New Delhi: In a statement that is likely to trigger a political row on the one year anniversary of the terror attack at Pulwama, CPI(M) leader Mohammed Salim on Friday said there was no need to build a memorial for the 40 CRPF personnel killed as it only reminds the country of incompetence in failing to stop the attack.
“We don’t need a memorial to remind us of our incompetence. The only thing we need to know is how 80kg of RDX got past the international borders to the 'most militarised zone on earth' and exploded in Pulwama,” the politburo member tweeted.
Speaking to News18, Salim said he sympathises with the family and friends of those killed and pays tribute to the great souls, but questions must be asked about the failure to stop the attack to ensure such sort of an incident does not take place again.
“We don’t guard our foot soldiers… the top brass is not concerned. RDX crossed our border.
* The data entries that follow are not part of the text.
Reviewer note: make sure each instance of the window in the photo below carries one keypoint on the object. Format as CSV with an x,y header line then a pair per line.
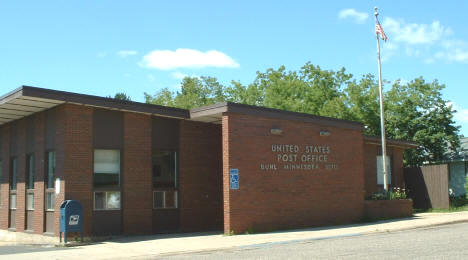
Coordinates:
x,y
13,201
30,171
50,170
164,169
30,201
50,201
380,170
107,177
13,174
164,199
106,168
106,200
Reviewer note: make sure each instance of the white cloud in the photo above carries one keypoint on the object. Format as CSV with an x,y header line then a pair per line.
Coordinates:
x,y
126,53
187,58
358,17
462,113
430,42
101,55
412,33
178,75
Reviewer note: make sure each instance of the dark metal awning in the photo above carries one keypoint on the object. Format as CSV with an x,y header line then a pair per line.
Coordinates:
x,y
26,101
16,105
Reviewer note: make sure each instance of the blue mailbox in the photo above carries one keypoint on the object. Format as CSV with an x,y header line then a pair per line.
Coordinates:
x,y
71,218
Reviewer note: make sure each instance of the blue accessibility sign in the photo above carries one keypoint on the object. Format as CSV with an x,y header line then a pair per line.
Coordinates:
x,y
234,179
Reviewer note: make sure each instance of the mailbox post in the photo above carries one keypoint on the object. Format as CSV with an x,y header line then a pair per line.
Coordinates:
x,y
71,218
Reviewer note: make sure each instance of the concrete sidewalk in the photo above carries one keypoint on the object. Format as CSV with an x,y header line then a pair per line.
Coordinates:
x,y
153,246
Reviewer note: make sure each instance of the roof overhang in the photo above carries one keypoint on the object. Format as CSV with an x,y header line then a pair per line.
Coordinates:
x,y
375,140
17,104
213,114
26,101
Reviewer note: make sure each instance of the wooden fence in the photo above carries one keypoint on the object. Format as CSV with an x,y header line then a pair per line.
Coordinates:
x,y
428,186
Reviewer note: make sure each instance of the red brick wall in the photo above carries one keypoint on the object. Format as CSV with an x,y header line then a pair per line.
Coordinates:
x,y
21,168
78,160
370,165
200,177
137,179
5,186
270,200
39,157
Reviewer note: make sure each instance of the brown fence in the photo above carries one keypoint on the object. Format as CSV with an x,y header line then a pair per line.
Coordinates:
x,y
428,186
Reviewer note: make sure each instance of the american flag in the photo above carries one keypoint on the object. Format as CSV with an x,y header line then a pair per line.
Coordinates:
x,y
379,30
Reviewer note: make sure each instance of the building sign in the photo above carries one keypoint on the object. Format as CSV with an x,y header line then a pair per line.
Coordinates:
x,y
299,157
234,179
74,220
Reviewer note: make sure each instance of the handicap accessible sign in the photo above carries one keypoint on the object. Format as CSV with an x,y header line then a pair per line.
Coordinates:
x,y
234,179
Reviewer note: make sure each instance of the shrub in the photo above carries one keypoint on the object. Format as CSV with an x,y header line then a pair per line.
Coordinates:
x,y
395,194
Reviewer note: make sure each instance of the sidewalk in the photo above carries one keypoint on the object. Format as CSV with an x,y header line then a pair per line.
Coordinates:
x,y
152,246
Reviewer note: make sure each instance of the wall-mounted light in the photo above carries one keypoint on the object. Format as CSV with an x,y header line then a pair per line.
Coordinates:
x,y
276,131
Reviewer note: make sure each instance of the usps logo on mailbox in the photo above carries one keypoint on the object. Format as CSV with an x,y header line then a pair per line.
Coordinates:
x,y
234,179
74,219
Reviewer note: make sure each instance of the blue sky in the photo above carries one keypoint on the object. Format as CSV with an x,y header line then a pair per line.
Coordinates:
x,y
103,47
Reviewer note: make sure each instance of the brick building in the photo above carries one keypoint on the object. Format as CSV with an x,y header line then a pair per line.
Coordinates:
x,y
141,169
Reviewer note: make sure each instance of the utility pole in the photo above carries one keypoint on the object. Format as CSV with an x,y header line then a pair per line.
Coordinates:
x,y
382,115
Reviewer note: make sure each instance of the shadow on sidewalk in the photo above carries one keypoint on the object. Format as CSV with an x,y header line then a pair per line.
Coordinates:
x,y
131,239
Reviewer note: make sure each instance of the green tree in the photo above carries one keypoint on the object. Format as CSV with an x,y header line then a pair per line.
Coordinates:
x,y
122,96
194,92
416,111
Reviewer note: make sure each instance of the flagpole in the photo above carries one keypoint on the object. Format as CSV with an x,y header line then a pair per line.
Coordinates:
x,y
382,115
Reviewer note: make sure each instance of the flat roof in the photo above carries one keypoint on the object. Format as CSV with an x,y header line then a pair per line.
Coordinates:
x,y
213,114
26,100
376,140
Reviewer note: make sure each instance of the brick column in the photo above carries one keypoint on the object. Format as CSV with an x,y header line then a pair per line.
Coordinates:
x,y
78,161
21,171
39,168
5,186
60,127
226,190
136,175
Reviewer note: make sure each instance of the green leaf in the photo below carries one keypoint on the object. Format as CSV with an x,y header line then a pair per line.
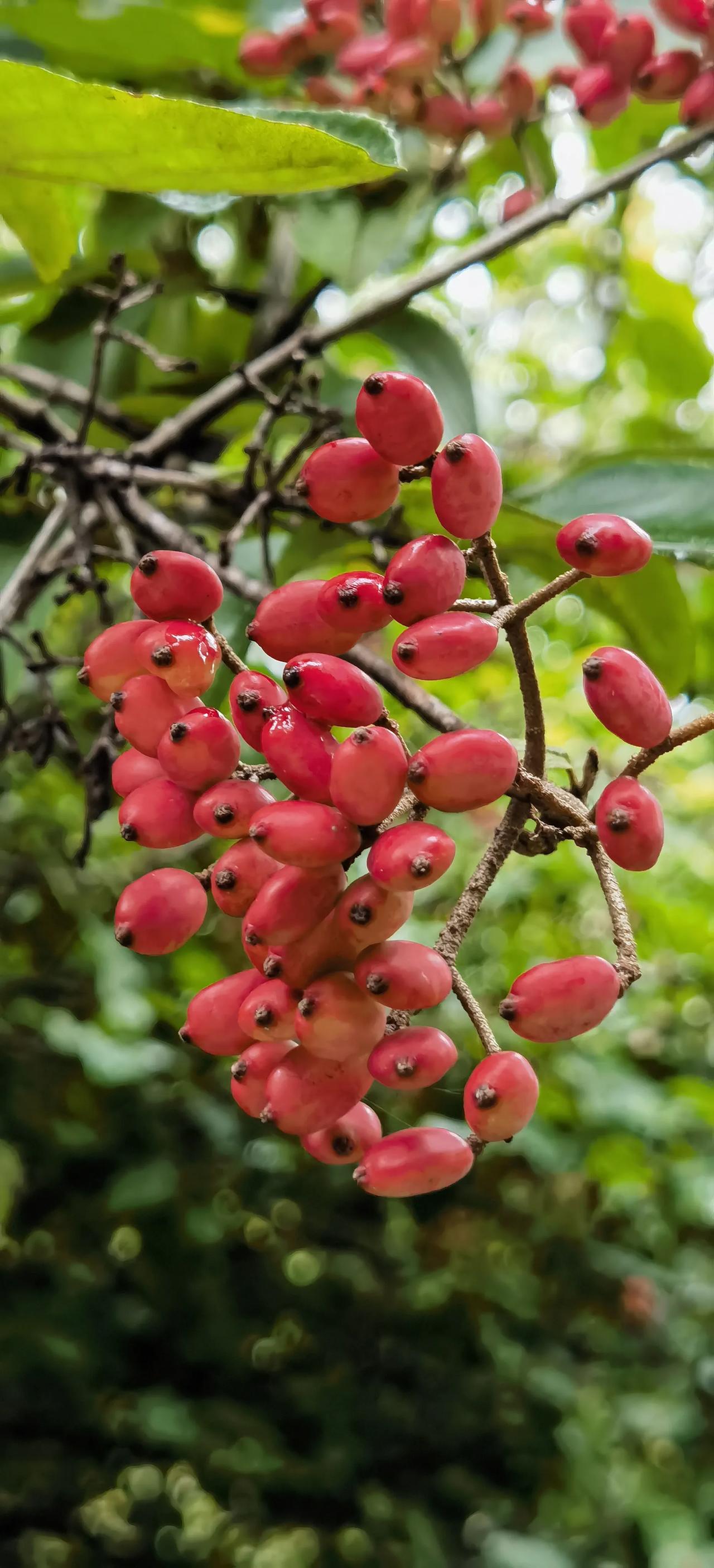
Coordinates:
x,y
62,130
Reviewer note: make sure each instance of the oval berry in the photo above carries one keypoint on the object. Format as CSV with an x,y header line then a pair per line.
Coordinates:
x,y
412,1059
399,416
348,1140
213,1017
626,696
464,771
412,855
501,1096
603,545
303,833
170,585
466,487
413,1163
161,912
630,824
561,999
404,974
424,578
349,482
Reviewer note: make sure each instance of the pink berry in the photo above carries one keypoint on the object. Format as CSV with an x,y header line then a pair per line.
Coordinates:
x,y
630,825
466,487
464,771
445,645
298,752
252,1073
399,416
250,694
336,1020
404,974
626,696
308,1093
561,999
239,875
200,748
424,578
143,711
369,773
159,816
501,1096
305,833
413,1059
226,810
410,856
134,769
113,657
352,603
415,1161
349,482
605,545
331,692
348,1140
291,904
182,655
213,1018
161,912
170,585
288,621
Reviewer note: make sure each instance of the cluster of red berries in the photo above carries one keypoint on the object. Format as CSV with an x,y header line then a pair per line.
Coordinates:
x,y
308,1020
394,70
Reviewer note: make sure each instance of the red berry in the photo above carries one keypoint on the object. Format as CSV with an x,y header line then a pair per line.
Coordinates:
x,y
466,487
213,1018
626,696
161,912
143,711
501,1096
349,482
605,545
336,1020
252,1073
291,904
288,621
159,816
228,808
134,769
404,974
415,1161
412,1059
399,416
445,645
626,45
200,748
354,603
464,771
410,856
561,999
170,585
250,694
630,825
182,655
666,78
239,875
424,578
298,752
369,773
113,657
348,1140
269,1010
308,1093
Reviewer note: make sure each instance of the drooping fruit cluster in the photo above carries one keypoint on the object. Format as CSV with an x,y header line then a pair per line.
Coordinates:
x,y
308,1018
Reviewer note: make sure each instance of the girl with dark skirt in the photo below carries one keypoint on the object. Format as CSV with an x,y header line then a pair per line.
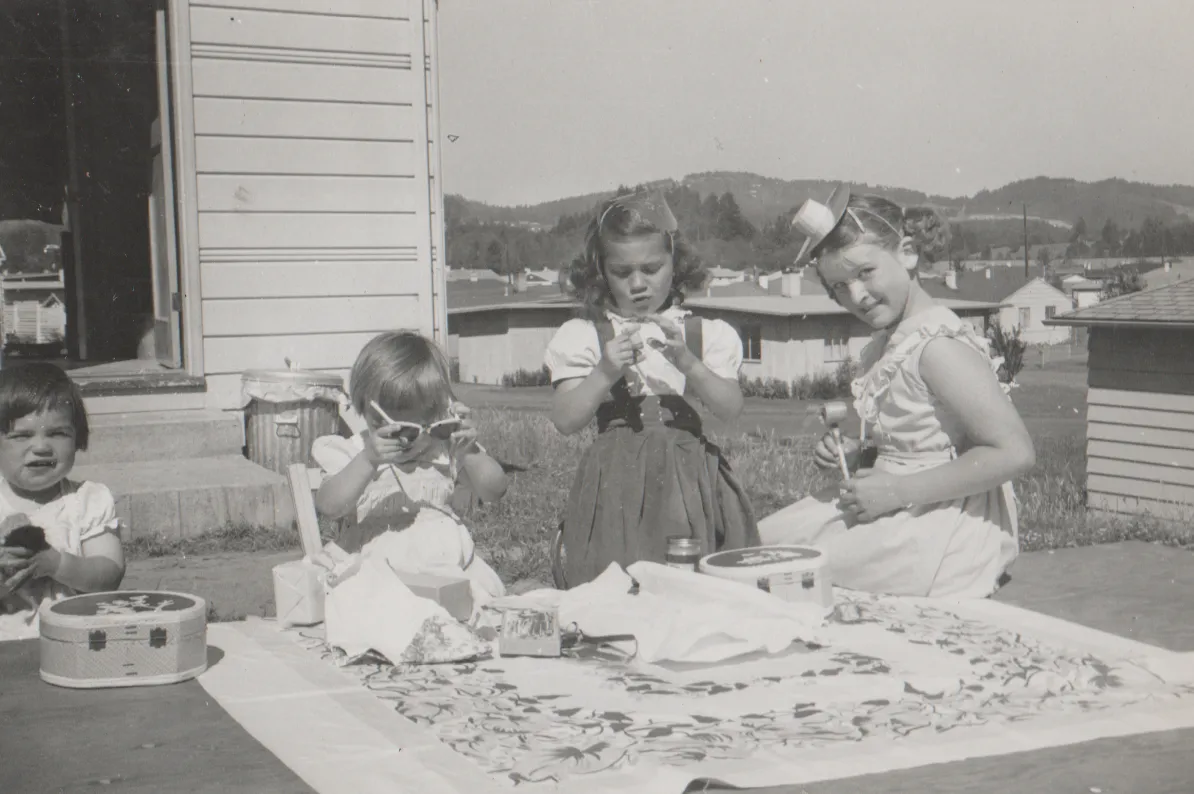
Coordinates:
x,y
633,359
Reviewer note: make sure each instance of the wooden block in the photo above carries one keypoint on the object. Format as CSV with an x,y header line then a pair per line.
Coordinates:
x,y
450,592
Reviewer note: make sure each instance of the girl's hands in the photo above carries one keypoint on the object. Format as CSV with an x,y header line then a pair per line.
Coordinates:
x,y
621,351
674,348
381,449
872,494
463,441
825,453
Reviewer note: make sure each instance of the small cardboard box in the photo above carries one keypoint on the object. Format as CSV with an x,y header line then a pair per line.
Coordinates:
x,y
299,592
529,632
450,592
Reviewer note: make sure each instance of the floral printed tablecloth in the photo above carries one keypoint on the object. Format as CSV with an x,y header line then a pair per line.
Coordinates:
x,y
893,669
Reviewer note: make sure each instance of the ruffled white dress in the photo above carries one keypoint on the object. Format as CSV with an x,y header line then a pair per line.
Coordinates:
x,y
85,510
958,548
405,516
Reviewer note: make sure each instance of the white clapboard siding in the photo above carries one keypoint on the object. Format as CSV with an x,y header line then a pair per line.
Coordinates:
x,y
1174,402
279,315
1138,506
223,78
1136,488
1140,438
290,278
312,154
300,194
234,355
260,155
312,32
1140,453
307,229
312,119
1140,417
1133,435
374,8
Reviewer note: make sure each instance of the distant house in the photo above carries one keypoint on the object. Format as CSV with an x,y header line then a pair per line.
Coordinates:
x,y
473,275
785,337
1140,401
721,276
1027,300
1083,291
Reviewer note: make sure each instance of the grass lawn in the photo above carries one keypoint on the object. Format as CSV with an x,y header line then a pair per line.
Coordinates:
x,y
770,450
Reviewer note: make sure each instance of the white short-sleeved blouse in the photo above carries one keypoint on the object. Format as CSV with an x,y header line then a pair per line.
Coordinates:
x,y
576,350
85,510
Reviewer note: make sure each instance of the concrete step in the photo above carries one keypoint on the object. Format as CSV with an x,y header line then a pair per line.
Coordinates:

The government should have pin pointed and inquired into how it got across and how our soldiers got killed,” he said in a phone conversation.
Officials have said that high-grade RDX explosive, weighing about 80 kilograms, was used in the suicide attack on a CRPF bus that killed 40 security personnel in one of the deadliest terror strikes on security forces in the Kashmir Valley in three decades, bringing India and Pakistan to the brink of war.
The CRPF has built a memorial to the personnel killed in the terror attack. It will be inaugurated at the Lethpora camp on Friday. "It is a way to pay homage to the brave jawans who lost their lives in the attack," Additional Director General of CRPF Zulfiquar Hasan said after a visit to the site where the memorial has been erected.
The names of all the 40 personnel along with their pictures will be part of the memorial along with the moto of the Central Reserve Police Force (CRPF) -- 'Seva and Nishtha' (Service and Loyalty).
A year on, however, question marks remain over the attack as internal findings of the CRPF had revealed a massive intelligence failure. Among other reasons, the CRPF report pointed out the unusually long length of the convoy, which made it an easier target. There was also a general alert against IED threats, but sources said there was no particular warning of a car-based suicide bomber.